General Intelligence Located In The Brain

There’s an interesting paper called "Distributed neural system for general intelligence revealed by lesion mapping". (It’s open access, so anyone can read it online.)

The paper claims to have found the regions of the brain associated with general intelligence.

Here’s an excepts from ScienceDaily….

A collaborative team of neuroscientists at the California Institute of Technology (Caltech), the University of Iowa, the University of Southern California (USC), and the Autonomous University of Madrid have mapped the brain structures that affect general intelligence.

The study, to be published the week of February 22 [2010] in the early edition of the Proceedings of the National Academy of Sciences, adds new insight to a highly controversial question: What is intelligence, and how can we measure it?

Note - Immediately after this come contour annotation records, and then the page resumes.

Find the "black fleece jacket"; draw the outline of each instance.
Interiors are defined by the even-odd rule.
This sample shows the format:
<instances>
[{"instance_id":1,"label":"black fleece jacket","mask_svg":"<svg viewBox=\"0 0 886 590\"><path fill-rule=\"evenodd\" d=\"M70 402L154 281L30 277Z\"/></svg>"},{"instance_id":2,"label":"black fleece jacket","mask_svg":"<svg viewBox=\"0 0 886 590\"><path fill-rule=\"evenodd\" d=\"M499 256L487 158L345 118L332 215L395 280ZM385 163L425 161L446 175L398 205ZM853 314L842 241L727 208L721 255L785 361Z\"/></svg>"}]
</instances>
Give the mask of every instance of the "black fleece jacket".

[The Scientists] examine[d] a uniquely large data set of 241 brain-lesion patients who all had taken IQ tests. The researchers mapped the location of each patient’s lesion in their brains, and correlated that with each patient’s IQ score to produce a map of the brain regions that influence intelligence.
[...]
The researchers found that, rather than residing in a single structure, general intelligence is determined by a network of regions across both sides of the brain.

“One of the main findings that really struck us was that there was a distributed system here. Several brain regions, and the connections between them, were what was most important to general intelligence,” explains Gläscher.

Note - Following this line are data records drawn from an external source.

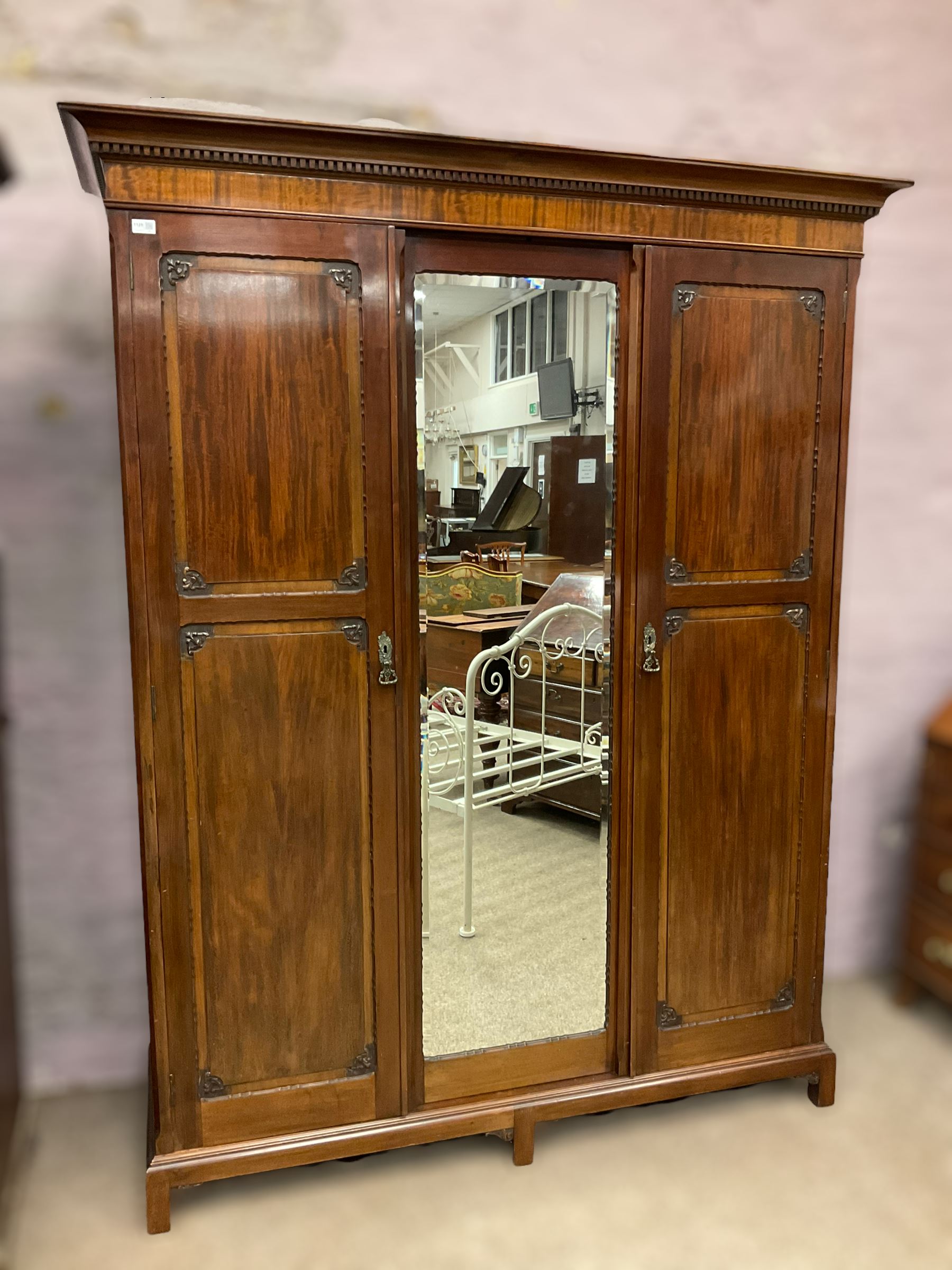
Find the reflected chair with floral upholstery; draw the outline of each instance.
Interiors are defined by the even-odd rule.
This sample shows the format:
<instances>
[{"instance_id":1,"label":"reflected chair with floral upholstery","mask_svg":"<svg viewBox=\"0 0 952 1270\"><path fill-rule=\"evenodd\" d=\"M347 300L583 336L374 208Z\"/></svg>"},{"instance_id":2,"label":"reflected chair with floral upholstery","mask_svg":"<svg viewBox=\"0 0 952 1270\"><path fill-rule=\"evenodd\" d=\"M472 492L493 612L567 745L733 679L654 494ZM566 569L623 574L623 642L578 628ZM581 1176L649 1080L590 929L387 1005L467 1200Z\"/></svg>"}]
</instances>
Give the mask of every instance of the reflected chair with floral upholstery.
<instances>
[{"instance_id":1,"label":"reflected chair with floral upholstery","mask_svg":"<svg viewBox=\"0 0 952 1270\"><path fill-rule=\"evenodd\" d=\"M476 564L454 564L437 573L420 574L420 608L434 616L519 603L520 573L495 573Z\"/></svg>"}]
</instances>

“It might have turned out that general intelligence doesn’t depend on specific brain areas at all, and just has to do with how the whole brain functions,” adds Adolphs. “But that’s not what we found. In fact, the particular regions and connections we found are quite in line with an existing theory about intelligence called the ‘parieto-frontal integration theory.’ It says that general intelligence depends on the brain’s ability to integrate — to pull together — several different kinds of processing, such as working memory.”

(Emphasis mine.)

Or in the words of the authors of the paper….

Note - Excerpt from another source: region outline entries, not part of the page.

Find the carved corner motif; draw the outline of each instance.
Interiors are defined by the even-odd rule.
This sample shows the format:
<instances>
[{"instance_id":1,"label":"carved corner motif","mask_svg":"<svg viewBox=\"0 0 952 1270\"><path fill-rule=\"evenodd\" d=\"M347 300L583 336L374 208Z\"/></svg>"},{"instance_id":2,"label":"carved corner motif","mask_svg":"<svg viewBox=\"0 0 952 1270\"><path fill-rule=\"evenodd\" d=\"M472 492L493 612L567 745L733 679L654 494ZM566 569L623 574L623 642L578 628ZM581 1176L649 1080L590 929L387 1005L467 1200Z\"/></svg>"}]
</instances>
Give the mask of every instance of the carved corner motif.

Distributed neural system for general intelligence revealed by lesion mapping

J. Gläschera, D. Rudraufc, R. Colome, L. K. Paula, D. Tranelc, H. Damasiof, and R. Adolphsa

Abstract

General intelligence (g) captures the performance variance shared across cognitive tasks and correlates with real-world success. Yet it remains debated whether g reflects the combined performance of brain systems involved in these tasks or draws on specialized systems mediating their interactions. Here we investigated the neural substrates of g in 241 patients with focal brain damage using voxel-based lesion–symptom mapping. A hierarchical factor analysis across multiple cognitive tasks was used to derive a robust measure of g. Statistically significant associations were found between g and damage to a remarkably circumscribed albeit distributed network in frontal and parietal cortex, critically including white matter association tracts and frontopolar cortex. We suggest that general intelligence draws on connections between regions that integrate verbal, visuospatial, working memory, and executive processes.